EU-Gulf energy and migration alliances deepen neocolonial dependencies, obscuring systemic instability drivers
Original framing: “Italian PM says the Gulf is ‘fundamental’ for Europe’s security” — Al Jazeera
The original framing omits the historical context of European colonialism in the Gulf, the role of Western arms sales in regional militarization, and the exploitation of migrant labor in Gulf states. It also ignores the climate crisis’s impact on Gulf water security and Europe’s reliance on Gulf fossil fuels, as well as the perspectives of Gulf civil society and migrant workers. Indigenous knowledge on sustainable water management and non-Western security frameworks are entirely absent.
Medium structural omission detected in mainstream coverage.
The narrative is produced by Western-aligned media and political elites, serving the interests of EU and Gulf state leaderships by framing security as a transactional resource rather than a shared systemic challenge. It obscures the complicity of European corporations in arms sales and fossil fuel extraction, which perpetuate cycles of conflict and displacement. The framing also privileges state-centric security paradigms over grassroots and civil society perspectives, reinforcing top-down power structures.

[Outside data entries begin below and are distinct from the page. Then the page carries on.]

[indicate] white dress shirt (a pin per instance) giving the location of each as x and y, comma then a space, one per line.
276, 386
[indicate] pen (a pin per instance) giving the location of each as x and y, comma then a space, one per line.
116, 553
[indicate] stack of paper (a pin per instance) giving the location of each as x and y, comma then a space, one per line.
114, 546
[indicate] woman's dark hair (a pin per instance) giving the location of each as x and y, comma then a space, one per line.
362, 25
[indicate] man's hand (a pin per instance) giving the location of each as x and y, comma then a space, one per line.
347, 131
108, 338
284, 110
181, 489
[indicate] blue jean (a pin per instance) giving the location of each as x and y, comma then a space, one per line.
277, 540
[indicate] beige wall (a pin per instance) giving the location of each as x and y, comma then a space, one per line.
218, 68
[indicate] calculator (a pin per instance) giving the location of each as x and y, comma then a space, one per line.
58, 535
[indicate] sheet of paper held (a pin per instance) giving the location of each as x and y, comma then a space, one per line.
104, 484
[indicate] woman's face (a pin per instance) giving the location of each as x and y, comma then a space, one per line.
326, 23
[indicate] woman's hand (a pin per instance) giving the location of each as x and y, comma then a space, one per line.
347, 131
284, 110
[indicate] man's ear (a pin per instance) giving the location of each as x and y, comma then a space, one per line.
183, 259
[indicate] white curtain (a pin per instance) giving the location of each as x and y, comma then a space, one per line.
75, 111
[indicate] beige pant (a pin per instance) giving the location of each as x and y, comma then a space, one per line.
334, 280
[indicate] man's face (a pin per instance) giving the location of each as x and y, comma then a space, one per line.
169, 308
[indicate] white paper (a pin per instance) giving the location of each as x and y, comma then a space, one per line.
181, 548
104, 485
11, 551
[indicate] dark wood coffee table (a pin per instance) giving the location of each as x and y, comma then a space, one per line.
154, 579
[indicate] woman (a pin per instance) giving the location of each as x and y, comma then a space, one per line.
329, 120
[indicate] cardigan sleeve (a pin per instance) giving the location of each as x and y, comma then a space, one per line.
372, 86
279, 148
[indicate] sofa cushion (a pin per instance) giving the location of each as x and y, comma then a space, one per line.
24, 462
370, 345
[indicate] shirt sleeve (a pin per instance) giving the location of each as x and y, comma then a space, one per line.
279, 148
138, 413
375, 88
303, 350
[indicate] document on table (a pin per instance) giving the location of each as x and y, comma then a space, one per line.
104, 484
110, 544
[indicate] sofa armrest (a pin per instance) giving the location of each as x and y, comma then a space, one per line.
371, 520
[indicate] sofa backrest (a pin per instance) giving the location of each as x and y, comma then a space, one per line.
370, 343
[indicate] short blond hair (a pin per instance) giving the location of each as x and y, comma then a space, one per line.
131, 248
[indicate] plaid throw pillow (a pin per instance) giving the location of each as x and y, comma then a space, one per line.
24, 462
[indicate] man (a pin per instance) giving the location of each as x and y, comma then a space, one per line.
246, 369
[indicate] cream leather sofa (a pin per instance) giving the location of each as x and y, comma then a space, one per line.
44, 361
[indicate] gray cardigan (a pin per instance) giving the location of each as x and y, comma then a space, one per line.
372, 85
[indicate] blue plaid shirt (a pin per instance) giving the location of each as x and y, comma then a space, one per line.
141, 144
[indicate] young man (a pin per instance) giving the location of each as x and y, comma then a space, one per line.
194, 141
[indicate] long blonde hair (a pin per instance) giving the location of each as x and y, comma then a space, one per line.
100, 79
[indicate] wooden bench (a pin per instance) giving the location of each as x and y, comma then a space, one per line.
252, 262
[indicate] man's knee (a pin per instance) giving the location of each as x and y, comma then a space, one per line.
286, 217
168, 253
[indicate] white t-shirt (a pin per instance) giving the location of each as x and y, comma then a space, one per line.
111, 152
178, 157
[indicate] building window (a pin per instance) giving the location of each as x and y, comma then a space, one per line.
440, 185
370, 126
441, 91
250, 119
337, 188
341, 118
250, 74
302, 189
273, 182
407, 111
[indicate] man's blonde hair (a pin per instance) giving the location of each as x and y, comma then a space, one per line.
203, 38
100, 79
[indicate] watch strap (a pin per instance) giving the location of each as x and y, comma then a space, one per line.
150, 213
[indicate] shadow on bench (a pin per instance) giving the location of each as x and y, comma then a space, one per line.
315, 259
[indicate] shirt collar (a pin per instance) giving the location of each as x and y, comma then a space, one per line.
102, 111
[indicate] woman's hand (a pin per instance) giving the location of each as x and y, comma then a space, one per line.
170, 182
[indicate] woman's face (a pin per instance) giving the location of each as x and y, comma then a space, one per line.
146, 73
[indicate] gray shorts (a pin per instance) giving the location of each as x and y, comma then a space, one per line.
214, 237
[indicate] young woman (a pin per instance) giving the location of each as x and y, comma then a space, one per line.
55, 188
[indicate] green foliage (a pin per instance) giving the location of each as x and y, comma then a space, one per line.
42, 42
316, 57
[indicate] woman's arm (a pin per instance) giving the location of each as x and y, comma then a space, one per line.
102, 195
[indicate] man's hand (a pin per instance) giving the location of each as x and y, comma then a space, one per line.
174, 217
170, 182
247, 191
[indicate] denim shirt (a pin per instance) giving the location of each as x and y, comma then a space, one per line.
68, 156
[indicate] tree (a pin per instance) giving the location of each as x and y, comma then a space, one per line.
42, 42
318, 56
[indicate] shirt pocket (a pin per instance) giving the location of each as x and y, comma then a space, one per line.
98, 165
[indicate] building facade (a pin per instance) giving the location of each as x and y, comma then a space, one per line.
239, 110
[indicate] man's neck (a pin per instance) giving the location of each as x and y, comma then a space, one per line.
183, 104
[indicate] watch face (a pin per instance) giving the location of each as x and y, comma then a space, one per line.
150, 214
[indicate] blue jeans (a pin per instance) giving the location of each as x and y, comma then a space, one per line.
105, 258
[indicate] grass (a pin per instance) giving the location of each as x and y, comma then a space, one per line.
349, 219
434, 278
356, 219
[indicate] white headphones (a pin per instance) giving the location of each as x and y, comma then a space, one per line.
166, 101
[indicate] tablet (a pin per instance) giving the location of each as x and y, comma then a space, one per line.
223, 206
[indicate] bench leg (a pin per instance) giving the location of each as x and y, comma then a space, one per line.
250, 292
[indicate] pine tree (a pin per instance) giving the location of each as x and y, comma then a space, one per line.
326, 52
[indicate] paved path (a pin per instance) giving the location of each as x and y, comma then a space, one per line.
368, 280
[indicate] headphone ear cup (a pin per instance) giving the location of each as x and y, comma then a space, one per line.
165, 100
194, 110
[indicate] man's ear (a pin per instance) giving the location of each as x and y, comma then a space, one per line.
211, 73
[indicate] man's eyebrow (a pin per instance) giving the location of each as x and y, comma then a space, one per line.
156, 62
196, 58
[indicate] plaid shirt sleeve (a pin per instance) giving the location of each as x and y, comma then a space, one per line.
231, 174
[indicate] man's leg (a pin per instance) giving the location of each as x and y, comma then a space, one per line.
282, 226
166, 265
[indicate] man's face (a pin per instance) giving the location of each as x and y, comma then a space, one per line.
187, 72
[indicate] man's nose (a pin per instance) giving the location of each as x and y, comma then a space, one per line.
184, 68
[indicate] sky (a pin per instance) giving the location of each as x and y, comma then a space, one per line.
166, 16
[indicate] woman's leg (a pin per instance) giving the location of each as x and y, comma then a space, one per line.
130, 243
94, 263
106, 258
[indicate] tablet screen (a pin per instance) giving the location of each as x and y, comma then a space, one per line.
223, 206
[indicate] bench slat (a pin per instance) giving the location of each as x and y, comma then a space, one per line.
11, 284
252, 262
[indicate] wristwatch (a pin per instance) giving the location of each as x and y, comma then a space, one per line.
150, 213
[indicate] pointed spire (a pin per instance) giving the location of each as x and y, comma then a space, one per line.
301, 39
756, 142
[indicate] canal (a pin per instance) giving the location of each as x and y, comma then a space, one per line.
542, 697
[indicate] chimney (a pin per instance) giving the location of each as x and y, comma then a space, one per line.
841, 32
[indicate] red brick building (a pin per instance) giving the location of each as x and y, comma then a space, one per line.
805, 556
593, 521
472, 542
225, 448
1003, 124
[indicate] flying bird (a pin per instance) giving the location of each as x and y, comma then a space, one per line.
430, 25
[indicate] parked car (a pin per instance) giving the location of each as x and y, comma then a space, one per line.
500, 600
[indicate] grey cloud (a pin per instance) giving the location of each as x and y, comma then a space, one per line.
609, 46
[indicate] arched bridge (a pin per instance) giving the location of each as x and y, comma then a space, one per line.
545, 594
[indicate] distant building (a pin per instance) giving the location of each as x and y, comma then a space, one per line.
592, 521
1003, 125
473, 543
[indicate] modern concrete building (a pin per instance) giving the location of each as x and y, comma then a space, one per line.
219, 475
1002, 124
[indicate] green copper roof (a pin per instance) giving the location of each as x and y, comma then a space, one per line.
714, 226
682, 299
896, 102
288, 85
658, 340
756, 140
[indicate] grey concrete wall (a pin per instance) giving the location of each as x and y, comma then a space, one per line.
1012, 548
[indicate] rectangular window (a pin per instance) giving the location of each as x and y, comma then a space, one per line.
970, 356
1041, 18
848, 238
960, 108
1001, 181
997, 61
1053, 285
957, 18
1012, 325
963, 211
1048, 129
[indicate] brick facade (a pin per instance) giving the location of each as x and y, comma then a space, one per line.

Migrant laborers in the Gulf, predominantly from South and Southeast Asia, face systemic exploitation under the *kafala* system, yet their voices are absent from security narratives. Gulf civil society groups, such as the *Bahrain Center for Human Rights*, document state repression and environmental degradation but are excluded from EU-Gulf dialogues. Indigenous and Afro-Arab communities in the Gulf, such as the *Zaraniq* in Yemen, are also sidelined despite their historical role in shaping regional resilience.
The EU-Gulf security alliance is a symptom of deep-seated colonial continuities, where energy and arms deals perpetuate cycles of extraction, militarization, and displacement.